Analyzing The Language of Visual Tokens

David M. Chan,Rodolfo Corona,Joonyong Park,Cheol Jun Cho,Yutong Bai,Trevor Darrell
2024-11-08
Abstract:With the introduction of transformer-based models for vision and language tasks, such as LLaVA and Chameleon, there has been renewed interest in the discrete tokenized representation of images. These models often treat image patches as discrete tokens, analogous to words in natural language, learning joint alignments between visual and human languages. However, little is known about the statistical behavior of these visual languages - whether they follow similar frequency distributions, grammatical structures, or topologies as natural languages. In this paper, we take a natural-language-centric approach to analyzing discrete visual languages and uncover striking similarities and fundamental differences. We demonstrate that, although visual languages adhere to Zipfian distributions, higher token innovation drives greater entropy and lower compression, with tokens predominantly representing object parts, indicating intermediate granularity. We also show that visual languages lack cohesive grammatical structures, leading to higher perplexity and weaker hierarchical organization compared to natural languages.

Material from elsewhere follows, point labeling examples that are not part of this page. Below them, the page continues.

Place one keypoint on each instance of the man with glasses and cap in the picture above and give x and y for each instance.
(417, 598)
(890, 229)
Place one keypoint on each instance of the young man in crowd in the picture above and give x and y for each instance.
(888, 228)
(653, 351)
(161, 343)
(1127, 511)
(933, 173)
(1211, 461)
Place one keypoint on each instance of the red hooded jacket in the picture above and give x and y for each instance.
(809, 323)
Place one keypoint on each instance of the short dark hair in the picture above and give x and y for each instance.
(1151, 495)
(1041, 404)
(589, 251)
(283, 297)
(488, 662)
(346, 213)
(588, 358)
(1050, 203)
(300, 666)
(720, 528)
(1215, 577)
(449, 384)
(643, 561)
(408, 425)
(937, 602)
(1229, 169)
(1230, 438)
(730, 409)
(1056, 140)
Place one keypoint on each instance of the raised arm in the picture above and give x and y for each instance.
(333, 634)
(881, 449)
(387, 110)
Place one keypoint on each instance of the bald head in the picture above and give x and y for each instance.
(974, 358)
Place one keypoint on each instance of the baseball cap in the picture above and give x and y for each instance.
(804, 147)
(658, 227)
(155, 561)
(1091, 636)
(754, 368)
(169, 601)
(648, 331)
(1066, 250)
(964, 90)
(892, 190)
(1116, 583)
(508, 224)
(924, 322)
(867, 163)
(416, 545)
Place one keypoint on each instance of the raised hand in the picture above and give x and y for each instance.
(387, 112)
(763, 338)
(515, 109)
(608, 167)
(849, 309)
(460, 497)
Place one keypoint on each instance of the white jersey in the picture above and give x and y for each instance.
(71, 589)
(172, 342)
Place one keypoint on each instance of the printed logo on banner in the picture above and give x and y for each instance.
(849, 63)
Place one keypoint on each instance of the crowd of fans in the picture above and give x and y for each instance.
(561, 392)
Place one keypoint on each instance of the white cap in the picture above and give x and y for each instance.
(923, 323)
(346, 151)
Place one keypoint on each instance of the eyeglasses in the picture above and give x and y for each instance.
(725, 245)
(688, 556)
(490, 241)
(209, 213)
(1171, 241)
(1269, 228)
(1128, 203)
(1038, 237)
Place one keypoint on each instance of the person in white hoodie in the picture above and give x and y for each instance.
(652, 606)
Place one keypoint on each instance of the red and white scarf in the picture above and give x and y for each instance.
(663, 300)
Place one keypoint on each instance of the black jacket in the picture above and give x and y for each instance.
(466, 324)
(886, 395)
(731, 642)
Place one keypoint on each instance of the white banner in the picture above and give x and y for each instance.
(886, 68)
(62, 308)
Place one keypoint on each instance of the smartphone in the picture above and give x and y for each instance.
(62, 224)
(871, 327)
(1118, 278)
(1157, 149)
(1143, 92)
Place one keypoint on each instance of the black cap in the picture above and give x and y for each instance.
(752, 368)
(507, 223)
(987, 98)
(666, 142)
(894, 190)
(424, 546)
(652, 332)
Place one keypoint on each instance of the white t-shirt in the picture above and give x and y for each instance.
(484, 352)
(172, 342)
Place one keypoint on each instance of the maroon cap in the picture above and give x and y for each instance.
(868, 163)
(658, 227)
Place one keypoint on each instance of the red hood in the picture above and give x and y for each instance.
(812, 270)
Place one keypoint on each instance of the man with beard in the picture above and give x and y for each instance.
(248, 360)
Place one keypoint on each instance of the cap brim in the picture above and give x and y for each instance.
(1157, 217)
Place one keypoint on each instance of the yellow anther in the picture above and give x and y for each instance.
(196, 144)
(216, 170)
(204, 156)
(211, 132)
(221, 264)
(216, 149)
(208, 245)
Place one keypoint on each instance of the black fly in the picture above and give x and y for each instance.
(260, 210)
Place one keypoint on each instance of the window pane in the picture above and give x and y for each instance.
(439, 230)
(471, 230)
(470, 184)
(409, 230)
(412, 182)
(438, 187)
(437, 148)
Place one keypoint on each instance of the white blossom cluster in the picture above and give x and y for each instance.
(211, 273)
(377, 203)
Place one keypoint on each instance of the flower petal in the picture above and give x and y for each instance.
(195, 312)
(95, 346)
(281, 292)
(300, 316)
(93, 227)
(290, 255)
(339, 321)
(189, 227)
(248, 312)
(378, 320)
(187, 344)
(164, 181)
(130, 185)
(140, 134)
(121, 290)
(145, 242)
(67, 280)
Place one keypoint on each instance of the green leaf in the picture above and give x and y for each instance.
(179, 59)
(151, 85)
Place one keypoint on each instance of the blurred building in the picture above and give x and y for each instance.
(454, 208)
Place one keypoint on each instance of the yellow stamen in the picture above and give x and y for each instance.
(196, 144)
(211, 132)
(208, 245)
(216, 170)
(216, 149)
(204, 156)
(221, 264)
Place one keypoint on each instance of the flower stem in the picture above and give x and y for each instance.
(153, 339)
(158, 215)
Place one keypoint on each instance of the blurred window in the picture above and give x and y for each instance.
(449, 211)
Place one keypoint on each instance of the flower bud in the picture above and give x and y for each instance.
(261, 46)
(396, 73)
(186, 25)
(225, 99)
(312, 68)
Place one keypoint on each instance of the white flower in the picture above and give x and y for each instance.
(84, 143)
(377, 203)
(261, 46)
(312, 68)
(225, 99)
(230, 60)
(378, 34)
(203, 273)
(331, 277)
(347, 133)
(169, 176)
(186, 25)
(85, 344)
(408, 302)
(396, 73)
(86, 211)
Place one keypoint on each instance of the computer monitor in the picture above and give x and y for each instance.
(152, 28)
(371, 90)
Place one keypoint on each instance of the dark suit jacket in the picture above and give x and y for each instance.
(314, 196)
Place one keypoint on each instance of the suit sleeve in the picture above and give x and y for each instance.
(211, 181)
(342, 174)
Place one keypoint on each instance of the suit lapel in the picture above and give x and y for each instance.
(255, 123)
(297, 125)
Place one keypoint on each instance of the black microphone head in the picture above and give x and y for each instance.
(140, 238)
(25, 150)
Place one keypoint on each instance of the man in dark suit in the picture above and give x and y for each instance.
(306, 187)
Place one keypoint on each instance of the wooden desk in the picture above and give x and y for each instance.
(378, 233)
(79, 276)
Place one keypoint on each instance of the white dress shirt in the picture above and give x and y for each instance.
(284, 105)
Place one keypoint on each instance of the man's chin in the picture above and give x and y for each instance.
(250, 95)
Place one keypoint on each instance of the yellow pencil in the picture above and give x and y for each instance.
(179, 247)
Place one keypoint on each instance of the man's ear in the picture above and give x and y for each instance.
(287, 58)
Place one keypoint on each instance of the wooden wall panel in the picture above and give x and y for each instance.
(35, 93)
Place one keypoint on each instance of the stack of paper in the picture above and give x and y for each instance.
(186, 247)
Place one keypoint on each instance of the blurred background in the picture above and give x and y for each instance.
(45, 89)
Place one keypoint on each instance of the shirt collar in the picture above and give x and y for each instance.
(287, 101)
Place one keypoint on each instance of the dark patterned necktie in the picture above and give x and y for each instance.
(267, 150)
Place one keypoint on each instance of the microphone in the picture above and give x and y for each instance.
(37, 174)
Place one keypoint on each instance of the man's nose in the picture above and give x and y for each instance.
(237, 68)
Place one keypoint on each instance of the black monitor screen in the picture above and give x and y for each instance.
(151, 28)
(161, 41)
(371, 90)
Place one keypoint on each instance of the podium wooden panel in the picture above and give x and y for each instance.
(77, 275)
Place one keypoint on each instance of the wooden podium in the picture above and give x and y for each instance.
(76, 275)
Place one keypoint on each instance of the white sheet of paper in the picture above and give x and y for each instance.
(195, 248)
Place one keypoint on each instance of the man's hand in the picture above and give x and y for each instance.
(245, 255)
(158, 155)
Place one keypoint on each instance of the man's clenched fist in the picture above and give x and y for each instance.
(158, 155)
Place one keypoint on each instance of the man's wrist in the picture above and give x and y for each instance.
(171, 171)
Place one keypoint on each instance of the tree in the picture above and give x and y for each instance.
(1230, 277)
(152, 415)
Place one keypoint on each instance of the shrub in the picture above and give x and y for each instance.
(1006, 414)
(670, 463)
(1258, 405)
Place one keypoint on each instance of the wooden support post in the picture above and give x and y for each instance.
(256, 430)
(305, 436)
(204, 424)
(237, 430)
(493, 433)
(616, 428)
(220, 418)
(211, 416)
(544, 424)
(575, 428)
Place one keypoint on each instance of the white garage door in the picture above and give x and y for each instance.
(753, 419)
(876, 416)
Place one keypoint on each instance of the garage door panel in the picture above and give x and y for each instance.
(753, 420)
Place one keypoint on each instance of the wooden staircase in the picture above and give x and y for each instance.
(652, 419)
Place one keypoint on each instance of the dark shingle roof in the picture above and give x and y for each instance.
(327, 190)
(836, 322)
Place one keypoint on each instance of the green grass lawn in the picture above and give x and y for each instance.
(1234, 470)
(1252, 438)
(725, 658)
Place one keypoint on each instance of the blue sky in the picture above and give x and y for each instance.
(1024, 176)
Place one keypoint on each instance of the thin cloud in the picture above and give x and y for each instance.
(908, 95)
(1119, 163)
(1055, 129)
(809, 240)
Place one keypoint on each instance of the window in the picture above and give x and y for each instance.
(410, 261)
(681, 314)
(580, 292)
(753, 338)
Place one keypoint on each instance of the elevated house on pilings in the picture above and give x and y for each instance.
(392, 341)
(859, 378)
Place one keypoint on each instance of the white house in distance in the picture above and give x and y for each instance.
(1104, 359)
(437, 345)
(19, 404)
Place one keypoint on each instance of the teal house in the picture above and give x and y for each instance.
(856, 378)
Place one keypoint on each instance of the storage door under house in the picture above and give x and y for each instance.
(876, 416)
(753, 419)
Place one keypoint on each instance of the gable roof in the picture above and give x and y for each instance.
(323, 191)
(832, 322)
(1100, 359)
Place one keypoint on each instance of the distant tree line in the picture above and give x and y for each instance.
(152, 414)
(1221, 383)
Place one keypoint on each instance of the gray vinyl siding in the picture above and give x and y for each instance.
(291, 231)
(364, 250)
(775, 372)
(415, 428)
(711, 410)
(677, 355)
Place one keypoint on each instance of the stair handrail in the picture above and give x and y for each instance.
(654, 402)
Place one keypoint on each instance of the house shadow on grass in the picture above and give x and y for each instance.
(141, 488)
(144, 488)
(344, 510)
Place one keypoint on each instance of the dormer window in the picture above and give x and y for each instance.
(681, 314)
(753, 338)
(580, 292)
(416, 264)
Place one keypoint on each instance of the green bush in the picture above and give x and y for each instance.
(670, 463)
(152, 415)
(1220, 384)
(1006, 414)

Finally, we demonstrate that, while vision models align more closely with natural languages than other models, this alignment remains significantly weaker than the cohesion found within natural languages. Through these experiments, we demonstrate how understanding the statistical properties of discrete visual languages can inform the design of more effective computer vision models.
Computer Vision and Pattern Recognition,Artificial Intelligence,Computation and Language,Machine Learning
What problem does this paper attempt to address?
### Problems the Paper Attempts to Solve This paper aims to explore the statistical behavior differences between visual languages and natural languages. Specifically, the researchers focus on the following questions: 1. **Do visual languages follow statistical laws similar to natural languages?** - Do they follow similar frequency distributions (e.g., Zipf's law)? - Do they have similar grammatical structures? - Do they have similar semantic dependencies? 2. **Is the internal structure of visual languages similar to that of natural languages?** - Do "vocabularies" in visual languages (i.e., image blocks) operate like words in natural languages? - What are the entropy and compression rates of visual languages? - What is the token innovation rate of visual languages? 3. **What impact do these statistical behaviors have on the design of computer vision models?** - How can these statistical characteristics be utilized to design more effective computer vision models? - What insights do the high entropy and low compression rates of visual languages provide for model design? Through these questions, the researchers hope to reveal the unique properties of visual languages and provide a theoretical foundation and technical guidance for future research and applications.